United Nations secretary-general Ban Ki-moon meets with Israeli prime minister Benjamin Netanyahu in Jerusalem. Analysts say any truce is little more than a photo opportunity for the Israeli leaders.

Israel's refusal to talk to its foes dooms truce from the start

Israel expects any pact to be shaky and temporary - and to be followed within several years by another massive military operation in Gaza. Analysis by Vita Bekker in Tel Aviv

TEL AVIV // As international negotiators worked yesterday to craft a ceasefire between Israel and Gaza's Hamas rulers, analysts said Israel expects any pact to be shaky and temporary - and to be followed within several years by another massive military operation in Gaza.

Last night, six days after Israel assassinated a leading Hamas military figure in the Gaza Strip and launched a military campaign in the enclave to destroy the group's fighting capabilities, Benjamin Netanyahu, the Israeli prime minister, indicated he may give ceasefire talks a chance before launching a ground incursion that could prove deadly for both sides.

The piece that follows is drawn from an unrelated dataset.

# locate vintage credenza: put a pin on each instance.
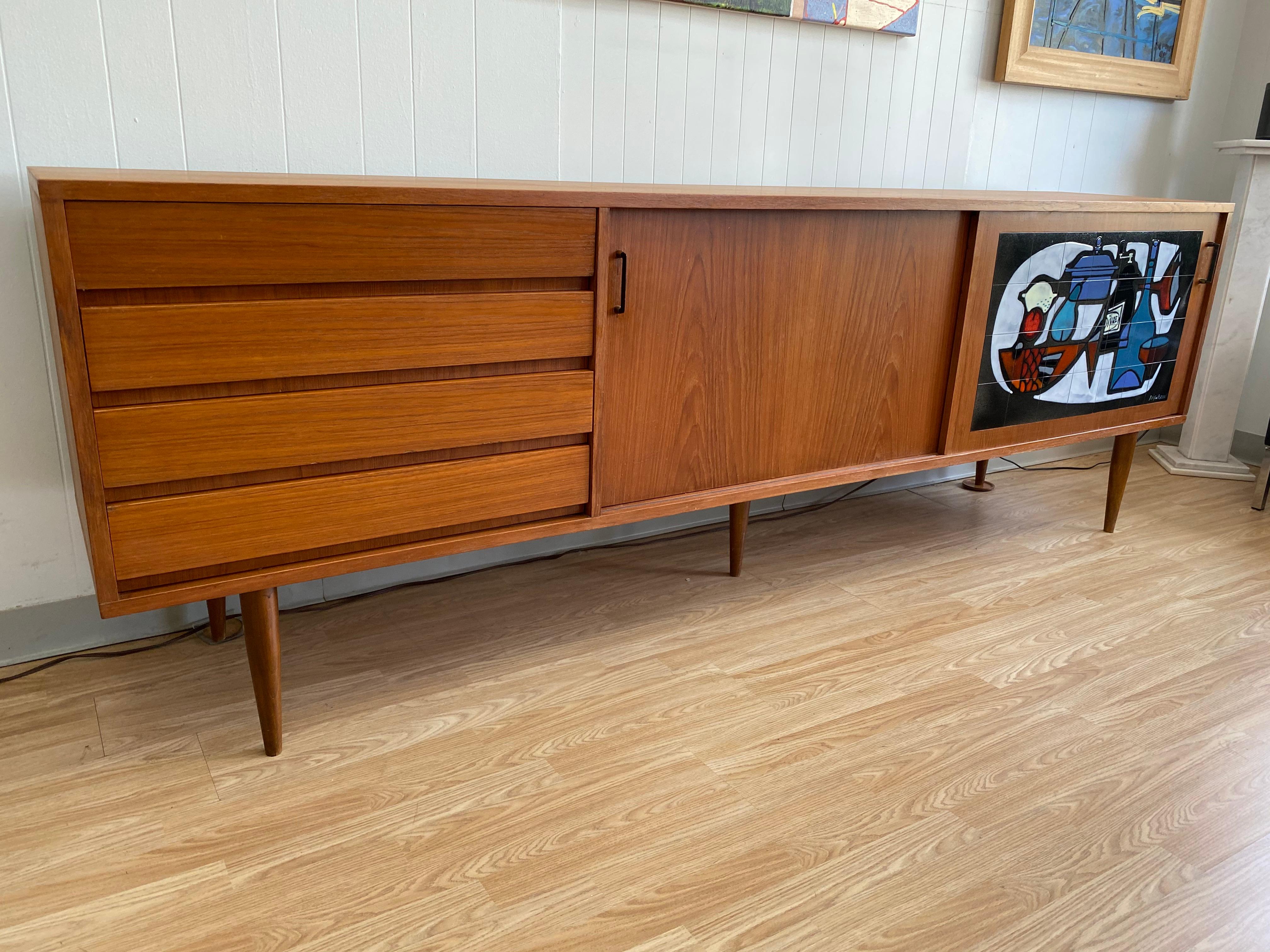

Nevertheless, experts said that rather than achieve lasting quiet on the Israel-Gaza border, they expect any announcement of a truce would be little more than a photo opportunity for the Israeli leaders - namely, Mr Netanyahu and Ehud Barak, the defence minister - to bolster their security credentials at home ahead of elections in January.

That is primarily because of their rejection of direct talks with Hamas, which would, in effect, recognise the Islamist group's legitimacy. This makes it unlikely Israel will reach any long-term ceasefire that would halt any rocket attacks from Gaza for many years.

Furthermore, Iran's ties with Gaza groups such as Hamas and Islamic Jihad - the latter viewed as Tehran's main proxy in Gaza - and its tensions with Israel also make any accord doubtful, analysts said.

Iran - which has supplied the groups with dozens of Fajr-5 rockets that have a range long enough to reach major Israeli cities including Tel Aviv and Jerusalem - has a say in the decision-making within those groups and is unlikely to back a long-term truce without Israel committing to withhold attacks on its nuclear sites.

It has long been speculated that Mr Netanyahu has been weighing such a strike in a bid to undermine Tehran's nuclear ambitions, which he views as the biggest threat to Israel's existence.

Avi Segal, an expert on Israeli military policy at Israel's Ben-Gurion University, said: "The words may be rephrased but any ceasefire will probably be the same as it was in 2009 after the last Israeli operation.

"Afterwards we'll have a period of peace that, sooner or later, will collapse and someone will renew the fire between the two sides."

Mr Segal said Israel was "doomed to repeat the same operation within two or three years" because its leadership rejects backing up a truce based on a "military balance" with direct peace talks with Hamas.

He added that hardliners who lack the political courage to talk to Hamas and risk losing votes from the right - such as Mr Netanyahu and Avigdor Lieberman, Israel's ultranationalist foreign minister - make any such negotiations impossible any time soon.

Further hampering any chances for a lasting ceasefire is Israel's demand - in addition to an end to the firing of rockets on its southern communities and towns - that a pact also includes a commitment by Egypt to prevent the smuggling of weapons through its Sinai desert and into Gaza through underground tunnels. Israeli officials suspect Iran is smuggling arms into Gaza through a circuitous route that includes bringing them to Sudan, transporting them across the Egyptian border and through Sinai into Gaza.

Still, Cairo may be reluctant to act aggressively to halt such smuggling because of its growing closeness to Hamas, which is an offshoot of the same Muslim Brotherhood that swept to power in Egypt after the former president, Hosni Mubarak was forced out of office last year.

Some Israeli analysts said Israel should ignore all attempts at a ceasefire for the time being and advance its operation into a ground incursion to more effectively cripple Hamas's military capability.

Efraim Inbar, the director of the Begin-Sadat Centre for Strategic Studies at the right-leaning Bar-Ilan University in Tel Aviv, said the only way for Israel to achieve quiet on its border with Gaza was to bolster its onslaught against Hamas.

"Israel has had bad experiences with ceasefires with Hamas, which have always been violated." he said. "We should destroy the military capabilities of Hamas and Islamic Jihad to create a situation in which it'll take them longer to recuperate."